The abrupt transition to near-universal work from home that was brought on by the COVID-19 pandemic has vastly changed the security threat landscape. One of the greatest threats to the security of our networks is something that was barely even a consideration just a year ago: home Wi-Fi routers. And, while there is hope that things will get better with the rollout of COVID-19 vaccines, it will take time before we reach a semblance of life as we knew it. And, even then, many workers will likely continue to work remotely even in a post-pandemic world.
IT organizations, therefore, must be thinking not only about Wi-Fi router security vulnerabilities and what can be done to mitigate them, but also about what all of that looks like as we move through the year ahead.
There are any number of reasons why home Wi-Fi router security is an issue. For starters, the average person probably gives very little thought to the security of his or her home router. This is evidenced by the fact that many home Wi-Fi routers are accessed via the factory default administrative password. Likewise, most home users probably don’t even know that manufacturers periodically release firmware updates, or understand how and why those firmware updates should be applied.
Of course, the people looking to breach Wi-Fi router security know all of this only too well. As such, large-scale attacks against consumer-grade Wi-Fi routers have become quite common.
This poses a really interesting problem with regard to the security of the corporate network. Security-conscious organizations go to great lengths to detect attacks that occur within their own network. However, the mechanisms that are used internally are generally unable to detect a compromised router in someone’s home. After all, that router isn’t a part of the network. In fact, the router might not even have been tampered with. The compromise could be something as simple as an attacker using a default administrative password to gain access to the router for the purpose of traffic sniffing.
Regardless, if users connect to the corporate network through compromised routers, they are putting the business’s security at risk.
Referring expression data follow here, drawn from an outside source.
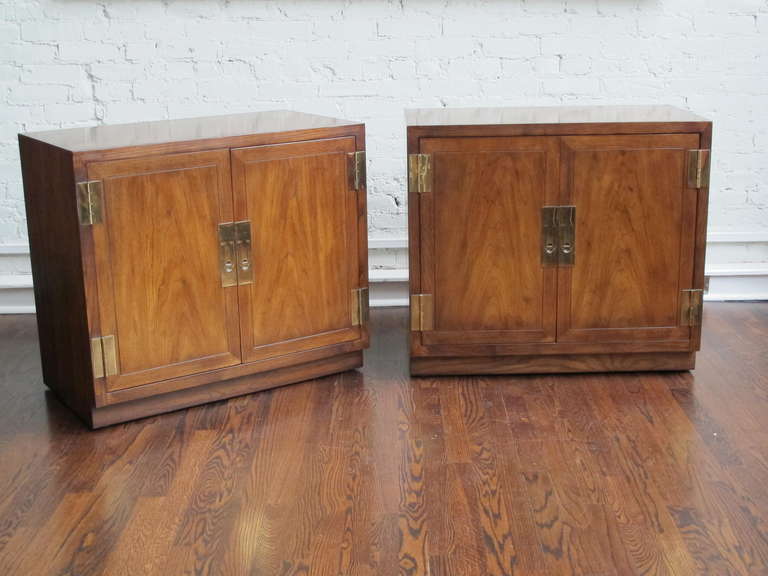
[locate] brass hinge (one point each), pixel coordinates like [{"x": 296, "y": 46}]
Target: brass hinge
[
  {"x": 419, "y": 173},
  {"x": 103, "y": 356},
  {"x": 558, "y": 235},
  {"x": 698, "y": 168},
  {"x": 356, "y": 170},
  {"x": 89, "y": 202},
  {"x": 359, "y": 306},
  {"x": 235, "y": 253},
  {"x": 422, "y": 312},
  {"x": 691, "y": 306}
]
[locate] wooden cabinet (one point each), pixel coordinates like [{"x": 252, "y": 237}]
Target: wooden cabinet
[
  {"x": 186, "y": 261},
  {"x": 556, "y": 239}
]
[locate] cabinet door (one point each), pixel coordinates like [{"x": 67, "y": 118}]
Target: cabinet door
[
  {"x": 480, "y": 240},
  {"x": 635, "y": 232},
  {"x": 157, "y": 265},
  {"x": 304, "y": 246}
]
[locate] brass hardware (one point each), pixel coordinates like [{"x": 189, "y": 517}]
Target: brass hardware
[
  {"x": 359, "y": 306},
  {"x": 108, "y": 343},
  {"x": 558, "y": 235},
  {"x": 97, "y": 358},
  {"x": 566, "y": 235},
  {"x": 698, "y": 168},
  {"x": 356, "y": 170},
  {"x": 89, "y": 202},
  {"x": 235, "y": 253},
  {"x": 422, "y": 312},
  {"x": 227, "y": 255},
  {"x": 419, "y": 173},
  {"x": 243, "y": 252},
  {"x": 103, "y": 356},
  {"x": 549, "y": 236},
  {"x": 691, "y": 306}
]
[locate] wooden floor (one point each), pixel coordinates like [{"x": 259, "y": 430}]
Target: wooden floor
[{"x": 376, "y": 473}]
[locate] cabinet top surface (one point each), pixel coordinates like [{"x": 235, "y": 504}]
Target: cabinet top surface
[
  {"x": 184, "y": 130},
  {"x": 548, "y": 115}
]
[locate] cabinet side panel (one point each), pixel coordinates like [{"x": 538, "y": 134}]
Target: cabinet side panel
[{"x": 54, "y": 240}]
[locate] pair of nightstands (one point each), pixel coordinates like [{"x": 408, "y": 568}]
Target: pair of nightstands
[{"x": 185, "y": 261}]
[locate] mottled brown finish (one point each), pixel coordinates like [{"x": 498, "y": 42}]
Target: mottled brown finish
[
  {"x": 375, "y": 473},
  {"x": 485, "y": 206},
  {"x": 148, "y": 272},
  {"x": 635, "y": 233},
  {"x": 476, "y": 238},
  {"x": 177, "y": 132},
  {"x": 305, "y": 239},
  {"x": 157, "y": 260}
]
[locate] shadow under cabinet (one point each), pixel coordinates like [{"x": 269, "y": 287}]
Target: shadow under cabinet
[{"x": 185, "y": 261}]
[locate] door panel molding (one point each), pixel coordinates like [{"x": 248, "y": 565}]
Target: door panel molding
[
  {"x": 635, "y": 222},
  {"x": 480, "y": 235},
  {"x": 157, "y": 269},
  {"x": 304, "y": 225}
]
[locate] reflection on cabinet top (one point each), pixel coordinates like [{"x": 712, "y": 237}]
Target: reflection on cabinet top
[
  {"x": 558, "y": 115},
  {"x": 185, "y": 130}
]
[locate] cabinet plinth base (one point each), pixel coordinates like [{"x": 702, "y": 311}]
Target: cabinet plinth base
[
  {"x": 153, "y": 405},
  {"x": 545, "y": 364}
]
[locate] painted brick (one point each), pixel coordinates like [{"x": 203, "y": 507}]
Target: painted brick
[{"x": 84, "y": 62}]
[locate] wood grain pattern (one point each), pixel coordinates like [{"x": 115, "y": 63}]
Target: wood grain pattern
[
  {"x": 149, "y": 275},
  {"x": 635, "y": 233},
  {"x": 57, "y": 272},
  {"x": 639, "y": 238},
  {"x": 374, "y": 473},
  {"x": 157, "y": 263},
  {"x": 304, "y": 239},
  {"x": 484, "y": 215}
]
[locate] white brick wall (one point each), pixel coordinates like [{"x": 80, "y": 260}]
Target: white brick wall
[{"x": 79, "y": 62}]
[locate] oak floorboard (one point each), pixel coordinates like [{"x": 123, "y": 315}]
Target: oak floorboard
[{"x": 376, "y": 473}]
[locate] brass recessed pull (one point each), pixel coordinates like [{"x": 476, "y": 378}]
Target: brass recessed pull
[
  {"x": 227, "y": 255},
  {"x": 566, "y": 233},
  {"x": 243, "y": 249},
  {"x": 548, "y": 236}
]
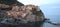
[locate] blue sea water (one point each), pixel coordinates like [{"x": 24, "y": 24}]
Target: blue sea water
[{"x": 52, "y": 12}]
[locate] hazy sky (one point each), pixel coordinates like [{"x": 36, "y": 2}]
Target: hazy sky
[{"x": 38, "y": 2}]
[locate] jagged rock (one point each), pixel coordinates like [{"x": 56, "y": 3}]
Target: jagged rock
[{"x": 22, "y": 15}]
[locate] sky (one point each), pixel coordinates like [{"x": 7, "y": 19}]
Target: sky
[{"x": 38, "y": 2}]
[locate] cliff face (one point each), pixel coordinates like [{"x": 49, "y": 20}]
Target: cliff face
[{"x": 21, "y": 15}]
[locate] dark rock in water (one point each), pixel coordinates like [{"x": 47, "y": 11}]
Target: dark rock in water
[{"x": 22, "y": 16}]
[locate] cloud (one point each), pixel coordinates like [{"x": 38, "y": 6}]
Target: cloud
[{"x": 38, "y": 2}]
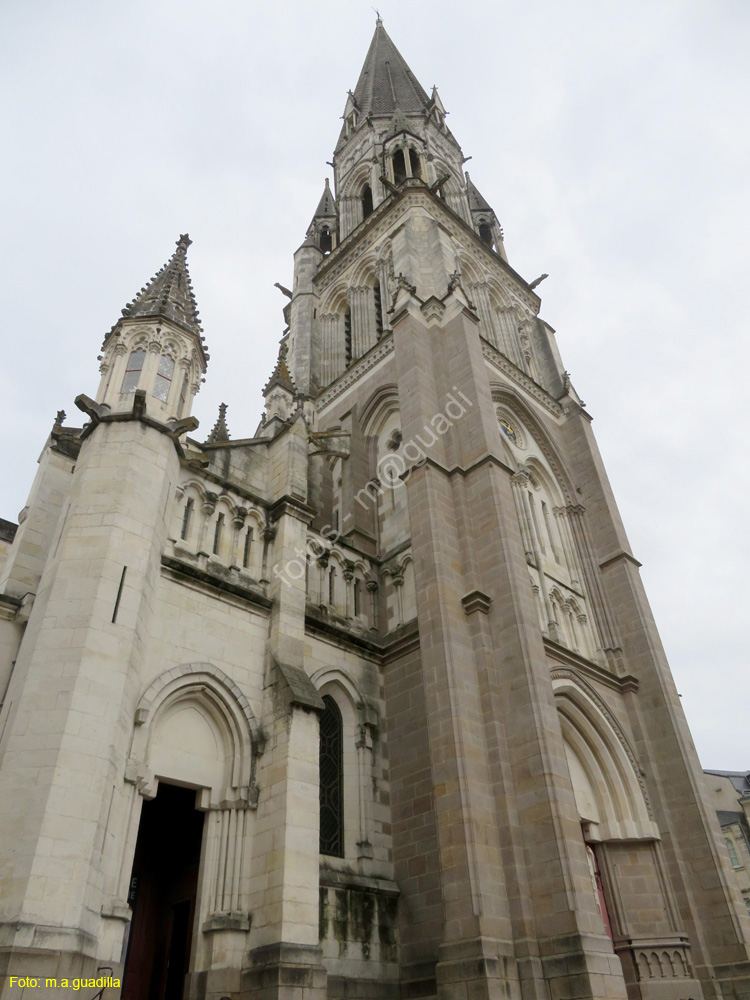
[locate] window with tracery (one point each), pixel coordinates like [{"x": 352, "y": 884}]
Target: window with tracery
[
  {"x": 331, "y": 780},
  {"x": 133, "y": 371},
  {"x": 163, "y": 379},
  {"x": 186, "y": 518},
  {"x": 366, "y": 201}
]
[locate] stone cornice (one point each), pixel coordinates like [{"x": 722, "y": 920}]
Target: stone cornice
[
  {"x": 401, "y": 641},
  {"x": 393, "y": 208},
  {"x": 334, "y": 879},
  {"x": 616, "y": 557},
  {"x": 294, "y": 506},
  {"x": 226, "y": 484},
  {"x": 326, "y": 628},
  {"x": 212, "y": 584}
]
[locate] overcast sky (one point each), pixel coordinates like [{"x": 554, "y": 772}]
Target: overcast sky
[{"x": 611, "y": 138}]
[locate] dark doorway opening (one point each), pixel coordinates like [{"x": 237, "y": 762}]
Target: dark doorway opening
[{"x": 163, "y": 891}]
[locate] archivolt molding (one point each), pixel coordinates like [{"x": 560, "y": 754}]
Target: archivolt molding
[
  {"x": 383, "y": 402},
  {"x": 451, "y": 223},
  {"x": 524, "y": 381},
  {"x": 518, "y": 409},
  {"x": 192, "y": 675},
  {"x": 576, "y": 682},
  {"x": 357, "y": 370}
]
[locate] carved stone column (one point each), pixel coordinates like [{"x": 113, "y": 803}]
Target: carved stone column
[
  {"x": 480, "y": 294},
  {"x": 363, "y": 319},
  {"x": 207, "y": 508}
]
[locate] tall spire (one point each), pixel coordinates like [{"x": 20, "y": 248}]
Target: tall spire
[
  {"x": 386, "y": 82},
  {"x": 169, "y": 294},
  {"x": 280, "y": 375},
  {"x": 327, "y": 205}
]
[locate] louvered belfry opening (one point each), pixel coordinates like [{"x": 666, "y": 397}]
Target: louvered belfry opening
[{"x": 331, "y": 780}]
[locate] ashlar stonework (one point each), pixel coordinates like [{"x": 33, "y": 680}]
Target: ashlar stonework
[{"x": 369, "y": 704}]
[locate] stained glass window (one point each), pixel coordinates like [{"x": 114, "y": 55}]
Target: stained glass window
[
  {"x": 163, "y": 378},
  {"x": 133, "y": 371},
  {"x": 331, "y": 780}
]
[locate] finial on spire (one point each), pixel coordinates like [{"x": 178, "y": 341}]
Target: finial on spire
[
  {"x": 169, "y": 294},
  {"x": 220, "y": 432}
]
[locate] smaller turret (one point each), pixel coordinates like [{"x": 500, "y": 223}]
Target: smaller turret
[
  {"x": 279, "y": 394},
  {"x": 157, "y": 345},
  {"x": 484, "y": 219}
]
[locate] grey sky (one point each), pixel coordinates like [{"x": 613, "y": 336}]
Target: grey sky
[{"x": 612, "y": 140}]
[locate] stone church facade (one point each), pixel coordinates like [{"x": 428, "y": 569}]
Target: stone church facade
[{"x": 370, "y": 704}]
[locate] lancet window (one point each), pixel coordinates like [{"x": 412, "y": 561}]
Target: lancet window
[
  {"x": 331, "y": 780},
  {"x": 133, "y": 370},
  {"x": 163, "y": 379}
]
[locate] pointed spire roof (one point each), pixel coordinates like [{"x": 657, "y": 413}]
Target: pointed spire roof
[
  {"x": 169, "y": 294},
  {"x": 386, "y": 82},
  {"x": 220, "y": 432},
  {"x": 327, "y": 205},
  {"x": 280, "y": 375},
  {"x": 477, "y": 202}
]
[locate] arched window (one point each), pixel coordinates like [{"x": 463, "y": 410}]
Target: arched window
[
  {"x": 163, "y": 379},
  {"x": 348, "y": 336},
  {"x": 186, "y": 518},
  {"x": 331, "y": 780},
  {"x": 733, "y": 857},
  {"x": 399, "y": 166},
  {"x": 183, "y": 397},
  {"x": 133, "y": 371},
  {"x": 415, "y": 163},
  {"x": 485, "y": 233},
  {"x": 366, "y": 201},
  {"x": 217, "y": 533}
]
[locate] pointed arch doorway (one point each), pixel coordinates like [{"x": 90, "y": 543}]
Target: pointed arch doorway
[{"x": 163, "y": 895}]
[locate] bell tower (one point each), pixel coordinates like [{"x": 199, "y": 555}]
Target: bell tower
[
  {"x": 157, "y": 346},
  {"x": 539, "y": 758}
]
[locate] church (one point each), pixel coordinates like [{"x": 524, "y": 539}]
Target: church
[{"x": 369, "y": 703}]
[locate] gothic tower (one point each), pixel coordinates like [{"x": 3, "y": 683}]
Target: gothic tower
[{"x": 371, "y": 702}]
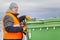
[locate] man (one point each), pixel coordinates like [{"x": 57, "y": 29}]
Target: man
[{"x": 12, "y": 29}]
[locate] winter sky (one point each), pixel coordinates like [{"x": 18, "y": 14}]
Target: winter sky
[{"x": 30, "y": 7}]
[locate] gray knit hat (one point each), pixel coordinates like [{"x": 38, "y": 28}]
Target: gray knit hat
[{"x": 12, "y": 5}]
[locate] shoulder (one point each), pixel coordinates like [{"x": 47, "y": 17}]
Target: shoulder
[{"x": 8, "y": 18}]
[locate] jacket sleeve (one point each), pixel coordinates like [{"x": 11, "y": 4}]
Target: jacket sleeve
[
  {"x": 8, "y": 24},
  {"x": 21, "y": 18}
]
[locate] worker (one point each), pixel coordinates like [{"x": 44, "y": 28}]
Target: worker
[{"x": 12, "y": 29}]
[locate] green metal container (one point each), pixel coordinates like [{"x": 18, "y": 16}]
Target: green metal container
[{"x": 48, "y": 29}]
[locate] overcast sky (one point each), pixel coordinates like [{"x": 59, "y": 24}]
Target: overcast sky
[{"x": 30, "y": 5}]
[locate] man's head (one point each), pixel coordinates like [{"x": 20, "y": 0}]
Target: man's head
[{"x": 13, "y": 7}]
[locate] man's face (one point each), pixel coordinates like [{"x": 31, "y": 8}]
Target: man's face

And, as remote work goes from pandemic-induced contingency plan to the norm for many employees, organizations need to put more concrete plans in place for hardening--to the best of their abilities--home Wi-Fi router security.
Because so much of this is out of the IT organization’s hands, one of the most important priorities should be end user education--about both the dangers of having an insecure Wi-Fi router and the steps that should be taken to tighten Wi-Fi router security.
You might, for instance, publish a memo advising users to change their router passwords from the default and to install the latest firmware updates. I have even heard of some organizations going so far as to provide users with detailed instructions for hardening some of the more popular types of home routers.
Of course, this type of end user education also has its disadvantages. Some users will inevitably require help, so you run the risk of overwhelming your helpdesk. Conversely, there will probably be some users who don’t want to be bothered with something that they see as being the IT department’s responsibility. You have to assume, therefore, that some of the Wi-Fi routers in user’s homes will always be insecure.
Because you have to assume some level of insecurity, it’s important to consider the level of access to your network that home users actually require. When the pandemic first set in, many organizations quite naturally gravitated toward providing network access to home users by way of a VPN. Even so, it’s entirely possible that not every user truly needs VPN access.
Suppose that a particular user needs access to his or her mailbox, videoconferencing and a couple of line-of-business applications. Rather than giving that user VPN access to your network, it may be better from a security standpoint to allow the user to directly connect to SaaS applications such as Zoom, Office 365 or Salesforce. This would allow the user to gain access just to the resources that he or she needs, but without gaining direct access to your network through an insecure Wi-Fi router.
Keep in mind that this approach does not completely mitigate all of the risks. If a user’s home Wi-Fi router is compromised, then the data that the user accesses may be at risk, regardless of how the user actually gets to that data. Even so, this approach helps to minimize the blast radius. If a user only has access to Office 365 data, for instance, then an attacker has no way of compromising other resources on your network because the user is not actually connecting to your network.
Wi-Fi router security has been a critical concern since the start of the pandemic and the resulting rise in remote work. With many organizations seemingly poised to continue to support the remote work model, it will be important for IT to extend and evolve the precautions they put in place and the education they provide to end users to help ensure that home Wi-Fi routers do not represent an easy entry point into the corporate network.